Thousands of High Street estate agents in the UK are struggling financially, says new study

Hundreds of estate agents have gone out of business in the UK in the last year and 7,000 are showing signs of financial distress as they face fewer sales and online competition, a new study has found.

Overall some 27% of traditional High Street estate agents are struggling to survive and one of the main reasons is a long term decline in property sales although the also face competition from more cost effective online businesses.

Even larger estate agents are not immune, according to the report from accountants Moore Stephens. It points out that London estate agent Foxtons reported a 15% drop to £24.5 million in revenue in the first quarter of 2018 from the same period last year while shares in the UK’s largest estate agent Countrywide fell 25% in one day in late June, after it issued its second profit warning of the year.

It also points out that the online estate agents market is growing, with firms like Hatched and Yopa further increasing pressure on the profit margins of High Street rivals. One of the issues is that traditional estate agents often have higher staff and property costs than online only firms, meaning they can struggle to compete with the low commission rates of online services.

The study warns that Government plans to ban letting fees charged to tenants may narrow the profit margins of some estate agents even more, as fees from tenants currently contribute significantly to the bottom line. Chancellor Philip Hammond announced the ban in the Autumn Statement 2016, but the Government now expects the bill to be passed in the spring of 2019.
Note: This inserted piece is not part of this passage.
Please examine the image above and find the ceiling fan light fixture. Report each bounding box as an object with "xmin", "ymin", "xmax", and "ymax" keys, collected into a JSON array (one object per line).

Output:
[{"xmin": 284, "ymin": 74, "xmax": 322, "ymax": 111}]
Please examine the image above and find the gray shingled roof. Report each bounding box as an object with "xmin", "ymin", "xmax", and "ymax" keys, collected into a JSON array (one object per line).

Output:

The extra stamp duty surcharge of 3% of the value of a buy to let home introduced in April 2016 could also be contributing to problems for estate agents, with some buy to let investors choosing not to add to their portfolios. Sales volumes appear to be in decline, with the number of property sales in London alone falling 20% from 2014 to 2017, and the number of property sales UK wide falling 1% in just the last year.

‘Insolvencies of high street estate agent are increasing as online competitors continue to chip away at their sales and undermine commission rates. With the ban on letting fees stated to come into force in 2019, estate agents will struggle to pass those fees onto landlords,’ said Chris Marsden, restructuring partner at Moore Stephens.
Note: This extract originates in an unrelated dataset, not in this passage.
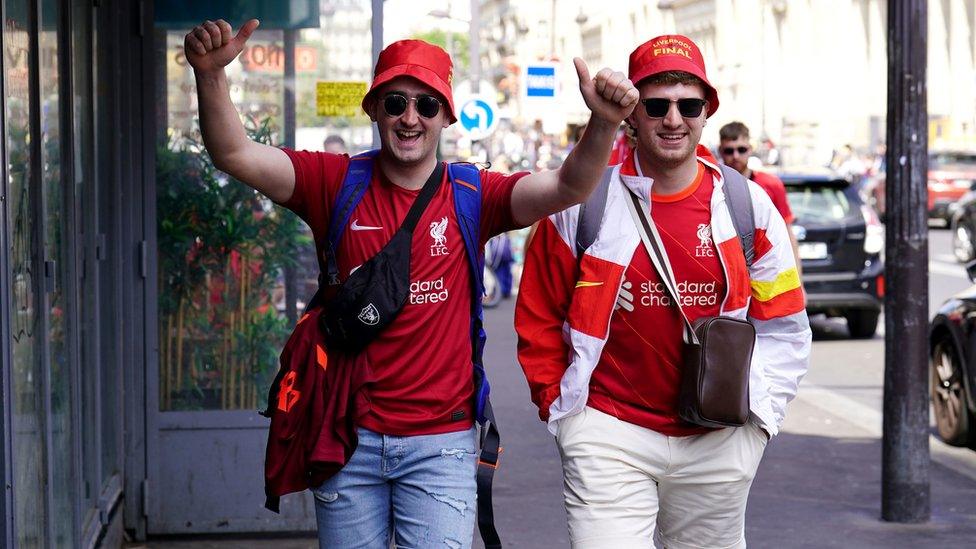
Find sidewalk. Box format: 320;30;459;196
746;394;976;548
130;301;976;549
‘Some areas in the UK are appear to have an excess capacity of estate agents, which could mean there is not enough business to spread around as property transactions stagnate. Estate agents with a traditional model may have to look at whether they can reduce overheads and review their service offering to effectively compete in the current market,’ he added.
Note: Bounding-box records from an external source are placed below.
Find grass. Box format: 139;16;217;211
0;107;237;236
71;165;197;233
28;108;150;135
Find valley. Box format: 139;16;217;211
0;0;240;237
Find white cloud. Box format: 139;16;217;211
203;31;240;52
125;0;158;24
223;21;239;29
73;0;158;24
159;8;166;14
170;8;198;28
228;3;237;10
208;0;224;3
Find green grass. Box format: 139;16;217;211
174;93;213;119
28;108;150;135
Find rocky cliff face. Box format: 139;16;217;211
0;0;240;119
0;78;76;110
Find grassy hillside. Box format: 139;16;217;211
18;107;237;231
According to Russell Quirk, chief executive officer of hybrid estate agent Emoov, those failing to adapt to using evolving technology will struggle as consumers want greater convenience, better value and a higher level of customer service.

‘While there will always be space in the market for a good, customer focussed High Street agent, there are far too many operating in the same area, with the same outdated practices, and until they do decide evolve their proposition, this decline will only get worse,’ he said.